When Minister for Water Resources P.J. Joseph told a television channel here on Monday that an alternative pipeline being laid from Aruvikkara to Peroorkada would be completed in June 2013, was he setting an unrealistic deadline for the Kerala Water Authority (KWA)?
Field engineers of the KWA who spoke to The Hindu on this issue were categorical in stating that the new pipeline could be completed only by August or September this year. A June deadline is at best wishful thinking, they said.
“The new pipeline would be 9,600 metres when completed. So far, we have laid about 1,000 metres on the Aruvikkara-Irumba leg. On this leg itself, the total length to be laid is 2,400 metres,” a senior engineer associated with the pipe-laying project said.
Each section of the mild steel pipeline weighs five or six tonnes. Hoisting this into place and laying it properly is a time-consuming affair. Moreover, on some stretches of the new pipeline’s route, the ground has to be prepared so that the line can be laid. “All this cannot be done by June. Else, a massive redeployment of personnel has to be done and multiple teams should start working on different reaches all at once. This would also mean that a 10-km-long reach of road would be dug up simultaneously at many locations,” he pointed out.
‘Mild steel’ policy
The KWA also appears to have taken a policy call to use only mild steel pipes for all future projects. Mr. Joseph has declared this in public. However, when the ongoing alternative pipeline project was being finalised in 2012, there was a move in the KWA to get approval for laying a different kind of concrete line. Sources in the KWA said here that the initial decision was to use Ductile Iron (DI) pipes for the new pipeline from Aruvikkara to Peroorkada. However, when the KWA realised that these pipes may be prohibitively expensive and that they may even have to be imported, it was decided to use mild steel pipes instead.

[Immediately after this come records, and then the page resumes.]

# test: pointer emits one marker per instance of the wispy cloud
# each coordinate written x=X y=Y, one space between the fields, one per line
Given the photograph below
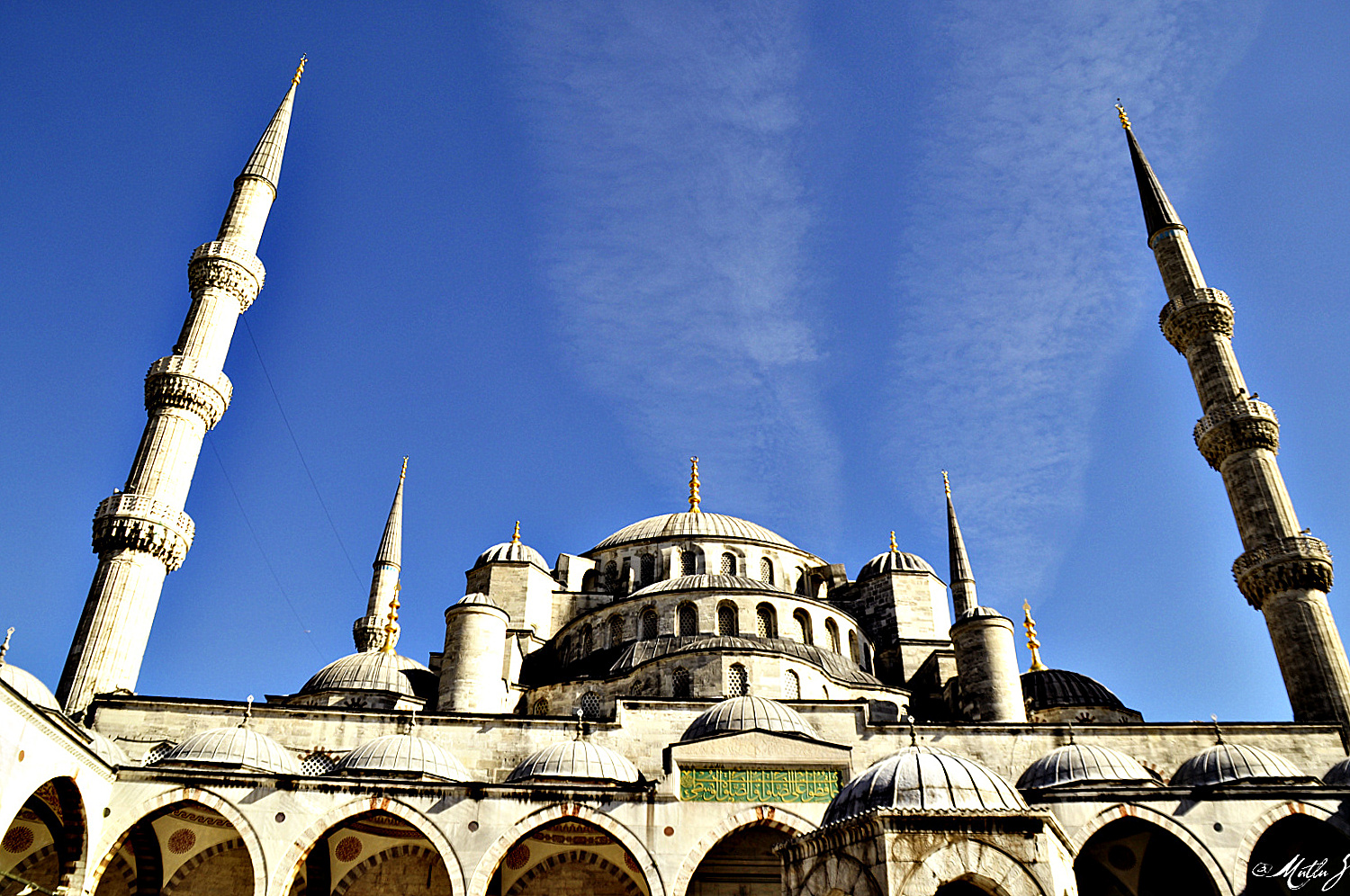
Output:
x=1015 y=278
x=675 y=232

“The minutes of that meeting were, however, written in such a manner that it appeared that the KWA also decided to consider a different kind of concrete pipe than the one that bursts every now and then. Field engineers were even asked to prepare an estimate for these concrete pipes and this was also sent to the top levels of the Authority,” an engineer who was present at KWA meetings on this scheme said.